Paolo VI affermò a suo tempo di avere la sensazione che “da qualche fessura sia entrato il fumo di Satana nel tempio di Dio”. Lo disse giusto 50 anni fa, nel 1972. Già all’epoca infuriava l’esegesi modernista. Ma il papa non fece nulla per fermarla, anzi la favorì, come l’illustre esegeta Mons. Francesco Spadafora ha documentato nel suo libro La «nuova esegesi»[7].

I sostenitori di tale “esegesi”, per giustificare la propria opera demolitrice, parlano di “metodo storico-critico” ma l’espressione è impropria. Si dovrebbe piuttosto parlare di pregiudizio ideologico e di (cattiva) teologia.

Il (vero) metodo storico-critico è invece quello di cui si sono avvalsi illustri studiosi come i predetti Spadafora e Thiede, e come le antichiste Marta Sordi e Ilaria Ramelli. In questi decenni, nuovi scenari si sono aperti (anche grazie a scoperte come quelle dei papiri cristiani di Qumran).

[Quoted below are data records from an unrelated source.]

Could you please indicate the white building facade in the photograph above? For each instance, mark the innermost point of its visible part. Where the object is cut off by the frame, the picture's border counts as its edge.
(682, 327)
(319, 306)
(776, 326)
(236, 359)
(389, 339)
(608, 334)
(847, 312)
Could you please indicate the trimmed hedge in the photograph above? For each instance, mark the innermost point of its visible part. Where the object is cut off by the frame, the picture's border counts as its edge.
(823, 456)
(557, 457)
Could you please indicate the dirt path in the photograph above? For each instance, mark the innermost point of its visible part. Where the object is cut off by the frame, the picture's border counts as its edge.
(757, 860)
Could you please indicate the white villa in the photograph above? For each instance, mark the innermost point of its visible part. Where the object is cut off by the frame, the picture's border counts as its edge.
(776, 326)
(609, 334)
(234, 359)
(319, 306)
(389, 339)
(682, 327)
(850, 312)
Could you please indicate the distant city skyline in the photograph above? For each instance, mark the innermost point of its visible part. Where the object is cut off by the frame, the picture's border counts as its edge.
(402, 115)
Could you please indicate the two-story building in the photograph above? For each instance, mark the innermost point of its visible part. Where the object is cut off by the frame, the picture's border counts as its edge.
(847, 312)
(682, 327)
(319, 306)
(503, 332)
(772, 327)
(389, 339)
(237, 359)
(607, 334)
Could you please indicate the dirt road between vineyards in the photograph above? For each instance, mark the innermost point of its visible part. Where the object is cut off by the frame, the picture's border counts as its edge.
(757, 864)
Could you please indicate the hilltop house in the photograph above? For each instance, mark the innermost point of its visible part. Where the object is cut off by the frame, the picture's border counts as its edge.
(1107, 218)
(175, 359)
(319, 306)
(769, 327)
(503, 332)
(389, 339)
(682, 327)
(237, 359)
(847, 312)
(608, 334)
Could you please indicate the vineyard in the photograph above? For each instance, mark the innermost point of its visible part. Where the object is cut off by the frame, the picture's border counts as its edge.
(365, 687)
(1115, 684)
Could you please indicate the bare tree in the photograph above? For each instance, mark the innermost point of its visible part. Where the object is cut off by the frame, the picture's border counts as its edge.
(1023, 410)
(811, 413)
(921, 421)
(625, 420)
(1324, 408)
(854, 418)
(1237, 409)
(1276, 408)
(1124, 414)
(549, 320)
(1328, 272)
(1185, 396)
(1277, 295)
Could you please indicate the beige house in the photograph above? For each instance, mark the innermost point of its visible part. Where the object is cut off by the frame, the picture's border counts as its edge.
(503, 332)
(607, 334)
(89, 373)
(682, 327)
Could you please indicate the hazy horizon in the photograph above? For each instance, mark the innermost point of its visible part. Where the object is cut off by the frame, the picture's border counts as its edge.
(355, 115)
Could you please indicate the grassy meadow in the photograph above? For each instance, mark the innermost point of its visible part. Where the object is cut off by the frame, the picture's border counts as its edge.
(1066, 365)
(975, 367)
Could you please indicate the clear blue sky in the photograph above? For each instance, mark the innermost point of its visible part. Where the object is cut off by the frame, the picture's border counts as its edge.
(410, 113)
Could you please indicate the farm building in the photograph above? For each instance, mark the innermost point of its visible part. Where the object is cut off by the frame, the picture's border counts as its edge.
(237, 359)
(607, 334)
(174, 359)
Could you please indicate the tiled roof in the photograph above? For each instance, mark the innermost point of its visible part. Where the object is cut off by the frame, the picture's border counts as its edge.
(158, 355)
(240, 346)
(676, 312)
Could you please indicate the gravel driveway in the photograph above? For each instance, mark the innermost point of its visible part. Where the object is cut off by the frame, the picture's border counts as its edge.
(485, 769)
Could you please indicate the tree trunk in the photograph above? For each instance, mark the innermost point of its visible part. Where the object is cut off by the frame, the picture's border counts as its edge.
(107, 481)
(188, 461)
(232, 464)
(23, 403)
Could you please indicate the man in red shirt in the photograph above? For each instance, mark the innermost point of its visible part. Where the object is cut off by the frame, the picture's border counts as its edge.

Fortunatamente, per chi voglia cercare la verità con animo disinteressato, non ci sono solo le macerie della “nuova esegesi”.

Edizioni Amicizia Cristiana - Francesco Spadafora: Bio-Bibliografia

Francesco Spadafora

 

[1] Antonio Socci, La guerra contro Gesù, Rizzoli, 2011, p. 292.

[2] Ivi, pp. 288-289.

[3] Ivi, pp. 114-115.

[4] Ivi, pp. 338-339.

[5] La Sacra Bibbia, Marietti 1966, p. 212.

[6] Postfazione di Carsten Peter Thiede a: Hans-Joachim Schulz, L’origine apostolica dei Vangeli, Gribaudi, Milano 1996, p. 435.

[7] Mons. Francesco Spadafora, La «nuova esegesi» – Il trionfo del modernismo sull’esegesi cattolica, 1996.